Het eindeloze experiment

een kwestie van houding

Pieter Wisse en Hans Hendriks

In uiteenlopende veranderingsprocessen zitten veel gemeenschappelijke kenmerken. Dat betekent dat vuistregels voor het ene proces ook in geheel andere processen goed benut kunnen worden. In dit artikel worden ervaringen met automatisering bij een ministerie met dat doel veralgemeniseerd.

 

 

Voorbeeld: automatisering

Automatisering en het Ministerie van Buitenlandse Zaken. Menigeen vond die combinatie eerst meelijwekkend (en dat klopte toen). Daarna eigenwijs. Het Ministerie koos een eigen weg; dat kon ook nooit goed gaan. Maar succes is nu zelfs voor de grootste sceptici onweerlegbaar.

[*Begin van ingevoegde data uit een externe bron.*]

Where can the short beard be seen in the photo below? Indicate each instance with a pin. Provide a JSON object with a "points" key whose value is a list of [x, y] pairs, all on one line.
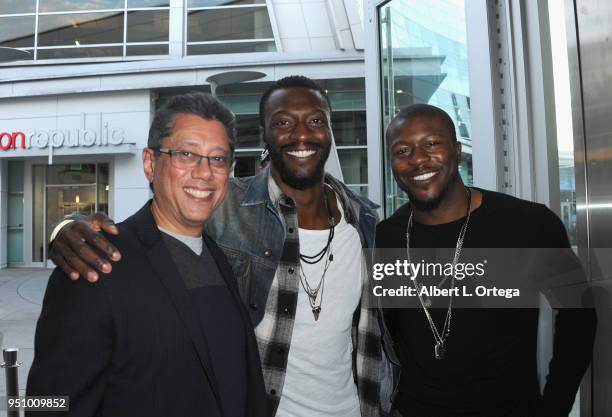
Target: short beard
{"points": [[295, 181], [434, 202]]}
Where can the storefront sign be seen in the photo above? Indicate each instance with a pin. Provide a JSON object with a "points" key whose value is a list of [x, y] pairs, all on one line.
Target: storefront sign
{"points": [[61, 138]]}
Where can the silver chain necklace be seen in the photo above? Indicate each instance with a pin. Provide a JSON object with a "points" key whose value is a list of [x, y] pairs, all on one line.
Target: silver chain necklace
{"points": [[440, 337], [317, 292]]}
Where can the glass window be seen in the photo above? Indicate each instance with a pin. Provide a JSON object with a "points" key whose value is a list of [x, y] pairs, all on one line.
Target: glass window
{"points": [[17, 6], [148, 26], [349, 128], [71, 174], [75, 5], [228, 24], [135, 50], [80, 29], [68, 53], [148, 3], [15, 246], [15, 209], [424, 60], [38, 213], [17, 32], [15, 177], [214, 3], [15, 212], [231, 48], [248, 131], [103, 188]]}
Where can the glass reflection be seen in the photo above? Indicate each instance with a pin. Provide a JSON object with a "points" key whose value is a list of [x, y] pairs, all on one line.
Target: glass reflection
{"points": [[76, 5], [148, 26], [423, 49], [231, 48], [148, 3], [248, 131], [80, 29], [349, 127], [140, 50], [70, 53], [213, 3], [354, 163], [17, 6]]}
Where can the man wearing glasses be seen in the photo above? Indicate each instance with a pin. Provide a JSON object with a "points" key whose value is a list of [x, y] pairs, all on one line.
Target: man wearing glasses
{"points": [[166, 334]]}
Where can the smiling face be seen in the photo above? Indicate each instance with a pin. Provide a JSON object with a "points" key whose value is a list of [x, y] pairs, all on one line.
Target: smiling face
{"points": [[424, 159], [185, 198], [298, 134]]}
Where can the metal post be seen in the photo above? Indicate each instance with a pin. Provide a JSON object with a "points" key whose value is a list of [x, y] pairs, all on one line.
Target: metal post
{"points": [[11, 366]]}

Kortweg houdt de aanpak in dat daar fouten gemaakt (mogen) worden. Het eigenwijze is dat ze bijna expres uitgelokt zijn, om van te leren. Er is eigenlijk een eindeloos experiment gaande. In dit artikel worden karakteristieke aspekten van deze experimentele houding toegelicht, bezien vanuit het oogpunt van degenen die een stimulerende of leidende rol spelen. Als zodanig heeft de inhoud een ruime strekking, te weten voor veranderingsprocessen in het algemeen. De aanpak van geautomatiseerde informatievoorziening is slechts een voorbeeld.

 

 

Filosofie in praktijk

In veel organisaties heerst een taboe op nadenken. En dan bedoelen wij ècht nadenken, filosofisch. In plaats daarvan stoppen medewerkers veel energie in de verdediging van wat zij als hun eigen territorium zien. Zij richten zich met hun verdedigende houding vooral op het, ten dienste van allerlei belangen, voldoen aan bepaalde vormeisen binnen de cultuur van de organisatie. Dat uit zich in bijvoorbeeld het bewandelen van gebaande paden die geen risico opleveren, het overnemen van geaccepteerd maar ondoorgrond jargon en het zich kritiekloos conformeren aan traditionele of juist nieuwe systematieken en werkwijzen. Zo ontgaat hen vrijwel per definitie de samenhang in hun eigen en omliggende organisatorische processen.

Om ooit succes te bereiken moet er een minimaal aantal mensen zijn dat zo'n taboe aan z'n laars lapt. Maar zulke denkers zijn niet genoeg. Er moet iets gebeuren, nietwaar? De bedachte samenhang heet een visie of een strategie. Volgens de strategie moet daadwerkelijk gehandeld worden. Handen uit de mouwen, aan het werk! Dat is allemaal reuze praktisch.

 

 

Succes

Wat is dat trouwens, succes? Een simpel antwoord is helaas onmogelijk. Dat komt omdat mensen uiteenlopende vóóronderstellingen hanteren, al naar gelang hun (vermeende) omstandigheden en vaak helemaal onbewust.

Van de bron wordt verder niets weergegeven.